Se l’Italia creativa alza la testa

In Italia esiste una categoria di lavoratori che non gode di alcun tipo di tutela: non è riconosciuta, non è organizzata e spesso non viene nemmeno pagata. È la categoria dei «creativi», dei «lavoratori intellettuali».

Nei giorni scorsi una video-campagna virale del collettivo Zero ha fatto il giro di internet generando un dibattito ampio e acceso. In questi video si assiste alla scena di un «creativo generico» (caratterizzato come la stilizzazione dell’hipster: camicia a scacchi abbottonata, smartphone in mano, barba e capelli alla moda) che dopo aver richiesto una prestazione all’idraulico, al giardiniere, al muratore, lo informa che per il lavoro «non c’è budget» ma che può ricompensarlo con una «grande occasione di visibilità» mettendo la sua foto su Facebook per sfruttare il network e la coda lunga.

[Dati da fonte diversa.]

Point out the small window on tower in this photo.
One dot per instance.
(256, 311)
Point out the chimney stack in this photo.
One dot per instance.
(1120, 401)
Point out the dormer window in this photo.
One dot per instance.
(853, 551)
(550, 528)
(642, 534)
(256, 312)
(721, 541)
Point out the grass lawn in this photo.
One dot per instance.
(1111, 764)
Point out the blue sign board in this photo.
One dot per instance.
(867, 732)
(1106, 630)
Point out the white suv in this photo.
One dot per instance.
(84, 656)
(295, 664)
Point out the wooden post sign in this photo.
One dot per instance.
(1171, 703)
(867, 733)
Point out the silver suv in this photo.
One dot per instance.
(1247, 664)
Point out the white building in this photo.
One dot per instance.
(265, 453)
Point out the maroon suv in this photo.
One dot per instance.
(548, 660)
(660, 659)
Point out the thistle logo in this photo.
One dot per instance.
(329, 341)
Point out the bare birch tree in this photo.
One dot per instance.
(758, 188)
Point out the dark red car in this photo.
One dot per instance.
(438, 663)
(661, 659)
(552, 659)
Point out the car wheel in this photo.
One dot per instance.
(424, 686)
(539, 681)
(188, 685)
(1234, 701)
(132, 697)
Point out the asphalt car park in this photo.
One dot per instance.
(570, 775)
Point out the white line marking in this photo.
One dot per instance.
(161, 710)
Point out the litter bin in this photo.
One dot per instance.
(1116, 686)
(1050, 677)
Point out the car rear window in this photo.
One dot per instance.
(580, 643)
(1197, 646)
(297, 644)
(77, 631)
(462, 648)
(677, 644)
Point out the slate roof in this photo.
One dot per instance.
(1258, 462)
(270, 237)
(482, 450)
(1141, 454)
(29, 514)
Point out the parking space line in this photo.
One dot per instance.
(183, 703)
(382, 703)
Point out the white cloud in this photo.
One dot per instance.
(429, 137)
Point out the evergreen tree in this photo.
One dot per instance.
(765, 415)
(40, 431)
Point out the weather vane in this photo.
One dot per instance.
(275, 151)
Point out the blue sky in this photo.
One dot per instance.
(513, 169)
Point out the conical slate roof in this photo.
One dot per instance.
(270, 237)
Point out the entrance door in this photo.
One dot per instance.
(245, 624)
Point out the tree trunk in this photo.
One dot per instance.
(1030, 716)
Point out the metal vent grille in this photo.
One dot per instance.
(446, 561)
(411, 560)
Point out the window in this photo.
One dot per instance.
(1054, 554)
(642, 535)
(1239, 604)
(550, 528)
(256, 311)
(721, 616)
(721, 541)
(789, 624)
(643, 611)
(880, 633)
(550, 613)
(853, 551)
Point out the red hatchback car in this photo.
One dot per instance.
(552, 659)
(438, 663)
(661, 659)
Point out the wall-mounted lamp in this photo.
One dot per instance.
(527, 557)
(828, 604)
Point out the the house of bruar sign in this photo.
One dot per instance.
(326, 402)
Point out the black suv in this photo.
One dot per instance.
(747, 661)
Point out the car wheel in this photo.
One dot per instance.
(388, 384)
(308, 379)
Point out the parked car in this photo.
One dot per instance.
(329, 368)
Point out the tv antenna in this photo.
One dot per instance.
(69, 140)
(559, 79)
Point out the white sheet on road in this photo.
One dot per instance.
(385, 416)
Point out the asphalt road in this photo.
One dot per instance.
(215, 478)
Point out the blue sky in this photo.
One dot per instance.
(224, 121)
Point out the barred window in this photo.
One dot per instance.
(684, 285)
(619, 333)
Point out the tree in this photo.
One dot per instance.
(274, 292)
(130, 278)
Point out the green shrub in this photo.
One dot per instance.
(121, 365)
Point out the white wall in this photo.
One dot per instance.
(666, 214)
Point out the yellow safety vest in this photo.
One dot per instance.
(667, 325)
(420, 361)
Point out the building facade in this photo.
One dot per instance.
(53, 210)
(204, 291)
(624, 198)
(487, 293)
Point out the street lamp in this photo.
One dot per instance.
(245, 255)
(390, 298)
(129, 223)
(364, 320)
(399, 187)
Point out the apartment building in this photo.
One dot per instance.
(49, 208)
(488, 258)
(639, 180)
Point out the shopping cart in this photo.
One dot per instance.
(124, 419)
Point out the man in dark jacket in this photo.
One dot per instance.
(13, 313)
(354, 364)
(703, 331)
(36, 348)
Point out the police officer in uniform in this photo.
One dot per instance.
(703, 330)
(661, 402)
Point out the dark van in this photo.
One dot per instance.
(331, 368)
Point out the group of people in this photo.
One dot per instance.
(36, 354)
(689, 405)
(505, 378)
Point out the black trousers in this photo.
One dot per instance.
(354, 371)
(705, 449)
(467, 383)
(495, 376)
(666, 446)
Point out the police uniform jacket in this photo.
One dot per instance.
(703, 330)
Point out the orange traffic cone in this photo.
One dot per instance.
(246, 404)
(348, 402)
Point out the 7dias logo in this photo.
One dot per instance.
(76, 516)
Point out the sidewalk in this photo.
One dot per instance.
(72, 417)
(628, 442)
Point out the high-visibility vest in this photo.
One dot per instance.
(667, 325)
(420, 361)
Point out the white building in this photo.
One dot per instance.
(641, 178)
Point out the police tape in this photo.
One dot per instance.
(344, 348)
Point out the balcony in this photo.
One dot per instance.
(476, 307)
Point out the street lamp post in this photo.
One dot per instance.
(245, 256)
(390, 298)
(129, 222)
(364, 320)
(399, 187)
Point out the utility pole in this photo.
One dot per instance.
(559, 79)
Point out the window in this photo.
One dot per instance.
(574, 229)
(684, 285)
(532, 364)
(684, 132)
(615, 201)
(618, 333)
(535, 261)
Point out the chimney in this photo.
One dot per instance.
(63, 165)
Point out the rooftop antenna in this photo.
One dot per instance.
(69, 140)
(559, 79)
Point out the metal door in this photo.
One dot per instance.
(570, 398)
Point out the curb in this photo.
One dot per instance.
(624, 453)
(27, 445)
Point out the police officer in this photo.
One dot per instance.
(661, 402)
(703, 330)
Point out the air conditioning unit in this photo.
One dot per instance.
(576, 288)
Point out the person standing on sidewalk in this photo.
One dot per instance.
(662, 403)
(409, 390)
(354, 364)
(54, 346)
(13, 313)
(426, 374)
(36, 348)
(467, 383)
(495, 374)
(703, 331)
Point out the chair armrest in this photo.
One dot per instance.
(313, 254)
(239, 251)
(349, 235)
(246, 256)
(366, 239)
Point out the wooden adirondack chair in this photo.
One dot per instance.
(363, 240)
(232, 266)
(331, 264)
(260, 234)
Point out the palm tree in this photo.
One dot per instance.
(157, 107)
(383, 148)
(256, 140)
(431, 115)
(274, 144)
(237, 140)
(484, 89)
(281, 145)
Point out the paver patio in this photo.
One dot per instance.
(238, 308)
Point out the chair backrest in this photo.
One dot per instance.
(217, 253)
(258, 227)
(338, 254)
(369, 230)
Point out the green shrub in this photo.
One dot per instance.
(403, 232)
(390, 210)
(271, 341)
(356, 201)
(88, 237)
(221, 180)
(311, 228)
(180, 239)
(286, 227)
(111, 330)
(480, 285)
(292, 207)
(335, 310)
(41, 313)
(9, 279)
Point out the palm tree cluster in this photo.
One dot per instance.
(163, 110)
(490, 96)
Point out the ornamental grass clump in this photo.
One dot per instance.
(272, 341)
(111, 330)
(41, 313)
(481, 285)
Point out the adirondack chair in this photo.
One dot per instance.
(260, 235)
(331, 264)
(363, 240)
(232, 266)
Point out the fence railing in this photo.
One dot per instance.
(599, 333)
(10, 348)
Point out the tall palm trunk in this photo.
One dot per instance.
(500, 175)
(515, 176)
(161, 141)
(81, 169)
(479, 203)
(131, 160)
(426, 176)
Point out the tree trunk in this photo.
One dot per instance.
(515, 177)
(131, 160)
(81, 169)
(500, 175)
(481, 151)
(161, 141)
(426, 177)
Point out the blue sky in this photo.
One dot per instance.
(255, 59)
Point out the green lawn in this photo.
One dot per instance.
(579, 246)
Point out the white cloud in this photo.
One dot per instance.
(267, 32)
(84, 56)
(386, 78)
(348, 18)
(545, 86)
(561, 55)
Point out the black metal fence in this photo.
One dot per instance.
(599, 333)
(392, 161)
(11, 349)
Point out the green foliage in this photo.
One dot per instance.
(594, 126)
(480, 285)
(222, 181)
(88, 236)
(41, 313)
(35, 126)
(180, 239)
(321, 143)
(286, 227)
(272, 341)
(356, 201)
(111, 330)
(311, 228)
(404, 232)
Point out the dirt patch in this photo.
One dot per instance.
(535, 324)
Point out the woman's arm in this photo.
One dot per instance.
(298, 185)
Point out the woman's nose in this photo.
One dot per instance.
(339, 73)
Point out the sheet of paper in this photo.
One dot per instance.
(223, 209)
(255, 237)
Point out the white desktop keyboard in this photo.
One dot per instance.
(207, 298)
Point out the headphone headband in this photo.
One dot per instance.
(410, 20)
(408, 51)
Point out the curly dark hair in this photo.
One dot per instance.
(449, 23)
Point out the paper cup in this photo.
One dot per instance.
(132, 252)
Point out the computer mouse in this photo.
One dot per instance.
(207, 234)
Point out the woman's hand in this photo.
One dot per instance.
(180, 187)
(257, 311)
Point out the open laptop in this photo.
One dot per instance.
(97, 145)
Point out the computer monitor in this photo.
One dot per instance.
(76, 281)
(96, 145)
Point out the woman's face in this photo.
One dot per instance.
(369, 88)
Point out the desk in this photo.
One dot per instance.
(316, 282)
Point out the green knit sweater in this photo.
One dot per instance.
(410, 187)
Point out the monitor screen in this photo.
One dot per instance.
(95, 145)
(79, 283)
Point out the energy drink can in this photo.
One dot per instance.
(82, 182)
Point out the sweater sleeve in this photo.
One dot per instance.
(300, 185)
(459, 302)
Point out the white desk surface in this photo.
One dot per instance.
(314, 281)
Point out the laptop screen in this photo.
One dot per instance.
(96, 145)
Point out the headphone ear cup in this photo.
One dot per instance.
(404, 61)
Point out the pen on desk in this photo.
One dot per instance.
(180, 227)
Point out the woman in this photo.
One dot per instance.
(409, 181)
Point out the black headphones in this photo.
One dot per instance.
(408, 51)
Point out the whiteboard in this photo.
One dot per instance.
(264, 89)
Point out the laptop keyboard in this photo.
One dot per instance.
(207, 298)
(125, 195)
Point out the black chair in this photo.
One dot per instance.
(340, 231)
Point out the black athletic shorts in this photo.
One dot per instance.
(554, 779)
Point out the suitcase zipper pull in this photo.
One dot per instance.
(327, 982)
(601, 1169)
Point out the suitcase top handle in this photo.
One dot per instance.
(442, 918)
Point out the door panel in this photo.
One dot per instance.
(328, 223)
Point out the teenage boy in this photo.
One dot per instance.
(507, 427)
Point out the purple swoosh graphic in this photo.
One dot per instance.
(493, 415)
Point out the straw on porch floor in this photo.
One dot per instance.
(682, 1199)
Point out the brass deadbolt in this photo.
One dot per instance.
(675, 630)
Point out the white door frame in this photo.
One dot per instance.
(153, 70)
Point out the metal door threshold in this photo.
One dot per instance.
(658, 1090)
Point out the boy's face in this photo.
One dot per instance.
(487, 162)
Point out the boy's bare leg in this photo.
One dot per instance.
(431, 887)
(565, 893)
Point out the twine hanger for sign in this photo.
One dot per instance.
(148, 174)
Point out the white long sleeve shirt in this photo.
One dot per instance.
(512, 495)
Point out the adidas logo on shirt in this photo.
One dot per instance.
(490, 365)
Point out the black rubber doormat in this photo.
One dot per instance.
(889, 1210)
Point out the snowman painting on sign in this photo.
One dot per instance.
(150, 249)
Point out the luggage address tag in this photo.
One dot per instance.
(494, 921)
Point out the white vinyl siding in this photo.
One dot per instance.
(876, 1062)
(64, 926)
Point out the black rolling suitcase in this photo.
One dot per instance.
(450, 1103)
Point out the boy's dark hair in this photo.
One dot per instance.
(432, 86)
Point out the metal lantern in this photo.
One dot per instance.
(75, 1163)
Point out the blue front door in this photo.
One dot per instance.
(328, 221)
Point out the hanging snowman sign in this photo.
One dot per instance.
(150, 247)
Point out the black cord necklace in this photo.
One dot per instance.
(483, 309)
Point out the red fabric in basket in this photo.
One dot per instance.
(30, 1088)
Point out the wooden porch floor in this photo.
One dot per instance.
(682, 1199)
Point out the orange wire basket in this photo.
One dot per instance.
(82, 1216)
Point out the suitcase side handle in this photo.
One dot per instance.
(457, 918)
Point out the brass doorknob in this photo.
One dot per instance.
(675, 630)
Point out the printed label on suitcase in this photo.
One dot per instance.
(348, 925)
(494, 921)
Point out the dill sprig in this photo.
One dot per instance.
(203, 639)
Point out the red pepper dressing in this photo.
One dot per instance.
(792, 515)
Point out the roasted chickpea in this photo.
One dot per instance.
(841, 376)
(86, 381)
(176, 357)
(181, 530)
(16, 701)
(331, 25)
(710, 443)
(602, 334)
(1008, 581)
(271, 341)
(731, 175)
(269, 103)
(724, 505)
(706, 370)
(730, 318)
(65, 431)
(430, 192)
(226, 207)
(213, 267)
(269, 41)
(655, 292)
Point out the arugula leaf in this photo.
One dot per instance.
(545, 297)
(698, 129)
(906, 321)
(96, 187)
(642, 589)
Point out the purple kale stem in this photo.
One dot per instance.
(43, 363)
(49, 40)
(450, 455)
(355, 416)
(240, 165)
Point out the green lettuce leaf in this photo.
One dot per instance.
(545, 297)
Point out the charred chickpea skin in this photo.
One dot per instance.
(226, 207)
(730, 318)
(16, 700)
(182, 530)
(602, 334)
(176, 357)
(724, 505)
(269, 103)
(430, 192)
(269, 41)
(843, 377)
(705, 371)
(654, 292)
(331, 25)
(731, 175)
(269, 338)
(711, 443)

Una frase che il lavoratore creativo si è sentito dire molte volte ma che nessuno direbbe al proprio idraulico, appunto. Lo slogan: creativo sì, coglione no. Il problema della retribuzione delle professioni creative in Italia è argomento ancora poco affrontato, ma sarebbe doveroso inserirlo in una discussione allargata sullo stato del lavoro e della precarietà. A questo proposito, ribadire che la battaglia del collettivo Zero sia sacrosanta pare scontato. Che il lavoro vada pagato, e che a prestazione dovrebbe corrispondere equa retribuzione non deve essere banalizzato.

Essere freelance non può essere sinonimo, com’è diventato, di gratuito. Ma questo non ci impedisce di farci altre domande. Ad esempio, sulla dimensione politica di una battaglia del genere. Per politica non si intende solo partito (anche se non sarebbe male che il Pd e le forze progressiste di questo Paese facessero proprie queste rivendicazioni), ma generazionale. Le urgenze di questa categoria sono anche le urgenze di almeno due delle ultime generazioni. […]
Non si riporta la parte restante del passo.